La vera astuzia sta nello studiare e comprendere le posizioni dei mob – che cambiano da NG a NG – e nel capire il moveset dei loro attacchi. Salvo rare sbavature, una volta imparati movepool e moveset, perdere contro di loro dipende solo dal tempismo.

Tempismo che – tra tutti – è assolutamente migliorato grazie all’ottimizzazione tecnica del titolo.

Un samurai in 4k

Ottimizzazione tecnica

Nioh 2 Complete Edition si presenta con un comparto tecnico nuovo di zecca, in grado di impressionare gli occhi e far spalancare le mascelle. Il titolo è stato provato con due diverse build, due diverse risoluzioni e soprattutto due diversi formati.

Build minima

Fortunatamente, ho avuto la fortuna di testare il titolo sulla build consigliata per il 720p30fps, ed è la seguente:

  • Processore: Intel Core i7-4790K;
  • RAM: 16GB [email protected] MHz;
  • Scheda Video: Nvidia GeForce GTX 970.

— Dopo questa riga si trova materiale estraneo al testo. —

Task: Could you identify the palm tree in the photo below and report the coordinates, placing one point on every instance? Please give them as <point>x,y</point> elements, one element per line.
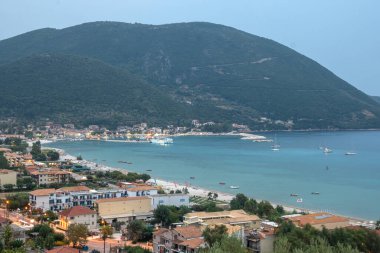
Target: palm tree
<point>106,231</point>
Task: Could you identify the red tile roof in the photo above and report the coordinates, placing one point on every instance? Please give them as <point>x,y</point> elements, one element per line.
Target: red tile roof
<point>42,192</point>
<point>75,188</point>
<point>63,249</point>
<point>189,232</point>
<point>76,211</point>
<point>122,199</point>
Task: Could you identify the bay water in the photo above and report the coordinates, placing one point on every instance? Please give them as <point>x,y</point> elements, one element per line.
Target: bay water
<point>347,184</point>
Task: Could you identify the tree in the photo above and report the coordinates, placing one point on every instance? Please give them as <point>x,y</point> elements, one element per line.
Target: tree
<point>136,229</point>
<point>36,149</point>
<point>238,201</point>
<point>52,155</point>
<point>106,231</point>
<point>250,206</point>
<point>162,215</point>
<point>226,245</point>
<point>77,233</point>
<point>215,234</point>
<point>7,236</point>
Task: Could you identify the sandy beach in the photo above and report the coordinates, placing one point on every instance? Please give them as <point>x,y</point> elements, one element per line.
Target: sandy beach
<point>193,189</point>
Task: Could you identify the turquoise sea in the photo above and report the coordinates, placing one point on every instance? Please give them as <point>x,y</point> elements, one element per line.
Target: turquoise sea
<point>348,185</point>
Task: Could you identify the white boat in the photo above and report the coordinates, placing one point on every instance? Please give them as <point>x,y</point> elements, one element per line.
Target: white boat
<point>275,146</point>
<point>162,141</point>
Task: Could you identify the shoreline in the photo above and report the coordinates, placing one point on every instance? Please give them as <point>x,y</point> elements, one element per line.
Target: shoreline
<point>195,190</point>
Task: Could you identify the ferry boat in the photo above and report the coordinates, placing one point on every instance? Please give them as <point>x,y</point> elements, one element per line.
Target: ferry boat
<point>162,141</point>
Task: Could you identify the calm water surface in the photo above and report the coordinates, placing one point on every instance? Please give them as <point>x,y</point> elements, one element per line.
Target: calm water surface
<point>350,185</point>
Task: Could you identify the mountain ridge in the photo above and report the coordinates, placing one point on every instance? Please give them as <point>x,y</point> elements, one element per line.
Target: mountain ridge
<point>246,78</point>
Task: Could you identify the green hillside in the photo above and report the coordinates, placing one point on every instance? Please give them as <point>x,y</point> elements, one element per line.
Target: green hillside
<point>377,99</point>
<point>232,75</point>
<point>81,90</point>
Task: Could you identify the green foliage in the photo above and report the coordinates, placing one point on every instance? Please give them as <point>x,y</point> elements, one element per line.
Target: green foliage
<point>18,200</point>
<point>167,215</point>
<point>262,209</point>
<point>227,75</point>
<point>226,245</point>
<point>138,230</point>
<point>77,234</point>
<point>303,238</point>
<point>215,234</point>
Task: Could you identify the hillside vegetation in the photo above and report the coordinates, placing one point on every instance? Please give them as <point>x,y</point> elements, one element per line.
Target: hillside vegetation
<point>210,72</point>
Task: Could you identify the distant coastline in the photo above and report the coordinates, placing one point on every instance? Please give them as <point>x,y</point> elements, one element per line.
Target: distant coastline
<point>195,190</point>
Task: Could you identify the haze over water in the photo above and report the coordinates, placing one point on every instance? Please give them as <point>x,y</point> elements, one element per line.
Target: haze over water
<point>350,186</point>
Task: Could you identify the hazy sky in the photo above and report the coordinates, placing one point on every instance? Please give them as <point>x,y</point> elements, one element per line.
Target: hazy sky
<point>342,35</point>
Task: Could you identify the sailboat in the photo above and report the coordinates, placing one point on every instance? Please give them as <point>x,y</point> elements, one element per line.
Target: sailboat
<point>275,146</point>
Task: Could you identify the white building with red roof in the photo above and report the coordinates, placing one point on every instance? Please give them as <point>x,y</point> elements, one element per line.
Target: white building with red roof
<point>78,215</point>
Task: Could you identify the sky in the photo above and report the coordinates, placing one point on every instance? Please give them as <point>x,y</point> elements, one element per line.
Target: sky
<point>342,35</point>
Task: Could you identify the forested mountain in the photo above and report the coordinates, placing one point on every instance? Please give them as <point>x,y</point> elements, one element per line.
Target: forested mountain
<point>212,71</point>
<point>377,99</point>
<point>83,91</point>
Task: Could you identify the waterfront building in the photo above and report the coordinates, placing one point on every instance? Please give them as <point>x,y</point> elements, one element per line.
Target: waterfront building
<point>170,200</point>
<point>234,217</point>
<point>78,215</point>
<point>7,177</point>
<point>319,220</point>
<point>48,176</point>
<point>124,209</point>
<point>180,239</point>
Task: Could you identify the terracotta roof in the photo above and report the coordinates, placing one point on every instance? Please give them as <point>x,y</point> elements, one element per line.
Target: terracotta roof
<point>317,218</point>
<point>63,249</point>
<point>141,188</point>
<point>193,243</point>
<point>3,220</point>
<point>76,211</point>
<point>160,231</point>
<point>49,172</point>
<point>189,232</point>
<point>4,171</point>
<point>42,192</point>
<point>121,199</point>
<point>75,188</point>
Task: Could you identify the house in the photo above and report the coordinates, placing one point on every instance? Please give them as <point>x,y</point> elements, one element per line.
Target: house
<point>48,176</point>
<point>124,209</point>
<point>78,215</point>
<point>170,200</point>
<point>234,217</point>
<point>319,220</point>
<point>180,239</point>
<point>63,249</point>
<point>40,199</point>
<point>7,177</point>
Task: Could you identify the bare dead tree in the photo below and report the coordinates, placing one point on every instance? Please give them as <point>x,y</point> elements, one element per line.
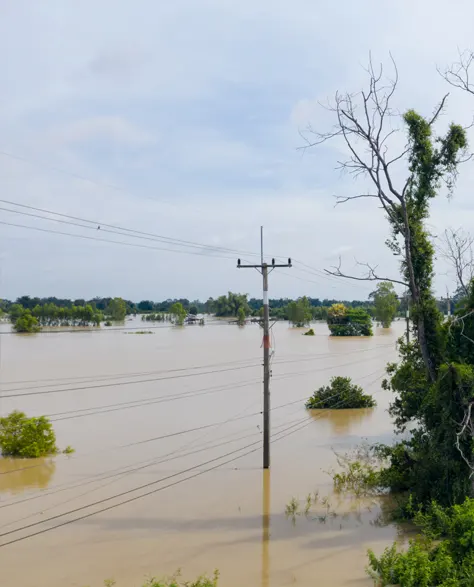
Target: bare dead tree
<point>364,122</point>
<point>458,74</point>
<point>458,249</point>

Sebbene questi siano i requisiti minimi consigliati per l’HD Ready a 30 fps, posso affermare con molta gioia che sono bastati per giocare a 60 fps in Full HD, ovvero a 1080p, sebbene scendendo a pesanti e categorici compromessi: per essere precisi, sono bastati (“e avanzati”) per giocare in Ultra Wide HD, 2560x1080p ma con impostazioni di dettaglio al minimo.

Nonostante ciò, il colpo d’occhio restituito è stato molto bello e nel complesso anche a questa risoluzione, perfettamente godibile. Considerate le vetuste specifiche del PC utilizzato per giocare, si tratta di un risultato francamente sorprendente.

Build intermedia

La seconda build, invece, era composta dai seguenti componenti:

In questa build il titolo è stato provato a 1080p (16:9), e si è potuto osare un po’ di più sui settaggi grafici. Trovando il giusto compromesso tra Alto e Massimo, con qualche setting tra i più impegnativi per la GPU impostato su Medio, si è riusciti a giocare a 60 fps stabili. Tuttavia, massimizzando tutti i parametri, il calo di frame oscilla tra i 10 e i 20 fps, accettabile per chi è interessato più al comparto grafico che tecnico.

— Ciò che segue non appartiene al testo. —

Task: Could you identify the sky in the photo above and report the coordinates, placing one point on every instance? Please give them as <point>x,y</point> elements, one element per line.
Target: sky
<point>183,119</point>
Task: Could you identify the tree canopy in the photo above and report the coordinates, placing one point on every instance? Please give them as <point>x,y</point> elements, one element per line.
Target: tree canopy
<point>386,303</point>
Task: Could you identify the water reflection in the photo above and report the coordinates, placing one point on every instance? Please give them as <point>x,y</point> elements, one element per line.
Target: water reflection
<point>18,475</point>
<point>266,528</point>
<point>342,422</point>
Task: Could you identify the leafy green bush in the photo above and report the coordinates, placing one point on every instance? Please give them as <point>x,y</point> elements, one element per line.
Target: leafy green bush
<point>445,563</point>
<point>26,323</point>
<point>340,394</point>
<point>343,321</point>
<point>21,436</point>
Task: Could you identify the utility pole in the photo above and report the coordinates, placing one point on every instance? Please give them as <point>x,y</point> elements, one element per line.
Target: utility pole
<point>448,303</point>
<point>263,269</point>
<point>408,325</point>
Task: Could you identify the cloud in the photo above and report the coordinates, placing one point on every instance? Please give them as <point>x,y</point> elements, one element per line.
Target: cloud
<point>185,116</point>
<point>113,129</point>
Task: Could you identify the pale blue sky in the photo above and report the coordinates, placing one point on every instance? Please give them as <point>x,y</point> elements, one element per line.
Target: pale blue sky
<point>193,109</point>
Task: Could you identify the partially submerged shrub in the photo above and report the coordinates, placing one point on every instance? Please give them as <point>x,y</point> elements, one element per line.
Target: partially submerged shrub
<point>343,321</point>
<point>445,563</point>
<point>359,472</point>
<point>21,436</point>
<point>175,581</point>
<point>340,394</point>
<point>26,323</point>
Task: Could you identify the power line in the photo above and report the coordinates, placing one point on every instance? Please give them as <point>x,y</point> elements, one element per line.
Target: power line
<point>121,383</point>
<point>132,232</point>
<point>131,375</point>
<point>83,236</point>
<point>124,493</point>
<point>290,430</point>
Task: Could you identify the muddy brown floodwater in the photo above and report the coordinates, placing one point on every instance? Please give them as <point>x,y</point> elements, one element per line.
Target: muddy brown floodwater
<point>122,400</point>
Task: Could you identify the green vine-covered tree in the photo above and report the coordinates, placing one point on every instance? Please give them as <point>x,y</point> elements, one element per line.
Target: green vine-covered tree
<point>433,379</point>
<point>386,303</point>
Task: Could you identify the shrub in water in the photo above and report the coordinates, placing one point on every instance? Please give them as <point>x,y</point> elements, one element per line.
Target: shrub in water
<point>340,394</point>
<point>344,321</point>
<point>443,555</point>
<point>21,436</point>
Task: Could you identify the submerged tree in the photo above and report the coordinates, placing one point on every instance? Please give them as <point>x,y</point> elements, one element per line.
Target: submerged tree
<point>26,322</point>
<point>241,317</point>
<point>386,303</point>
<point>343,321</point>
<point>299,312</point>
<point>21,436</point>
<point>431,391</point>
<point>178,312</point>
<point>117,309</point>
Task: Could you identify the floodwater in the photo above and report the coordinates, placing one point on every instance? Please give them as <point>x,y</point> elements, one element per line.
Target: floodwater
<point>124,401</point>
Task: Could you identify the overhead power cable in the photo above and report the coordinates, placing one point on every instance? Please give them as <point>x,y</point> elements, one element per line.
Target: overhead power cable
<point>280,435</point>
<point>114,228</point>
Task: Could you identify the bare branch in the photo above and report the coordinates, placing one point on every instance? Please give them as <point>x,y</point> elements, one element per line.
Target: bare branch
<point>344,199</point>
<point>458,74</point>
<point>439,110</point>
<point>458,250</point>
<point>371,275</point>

Ovviamente, il colpo d’occhio restituito a settaggi massimi è di una bellezza mozzafiato, capace di sbalordire ad ogni scorcio.

Controlli mouse e tastiera e gamepad

I controlli mouse e tastiera, tra le altre cose, sono completamente modificabili, e l’input restituito, anche con una tastiera reference dal valore di pochi euro, è ottimo e raramente si avverte dell’input lag, poiché quasi sempre assente.

Nota “dolente”, invece, è la gestione del pad. Persino con un pad originale Xbox il gioco ha continuato a riconoscerlo come Dualshock 4. Sicuramente è una questione di accordi commerciali (ricordiamo che Nioh 2 è esclusiva PlayStation a livello console), tuttavia può risultare buffo a un utente poco informato giocare con i comandi Sony e magari confondersi perché non abituato a vederli a schermo.

Commento finale

Cito nuovamente qui il pezzo della recensione console del collega Andrea:

Concludendo quanto detto in fase di recensione, possiamo tranquillamente dire che Nioh 2 è un ottimo titolo per gli amanti del gener souls-like/mascore. Il team di sviluppo sembra aver afferrato quanto detto dalla community, aggiungendolo al già buon lavoro effettuato con il titolo precedente. Se poi siete amanti del folklore e della storia nipponica è il videogioco perfetto per voi.

Nioh 2 Complete Edition è un titolo ora davvero perfetto, che congiunge ed esalta al massimo il binomio tra tradizione narrativa e stilistica e miglioramento delle meccaniche Soulslike, offrendo un livello di sfida sempre impegnativo e mai banale, e soprattutto mai punitivo. L’ottimizzazione tecnica, inoltre, gioca a suo favore, esaltando il già ottimo lavoro svolto su PlayStation 4.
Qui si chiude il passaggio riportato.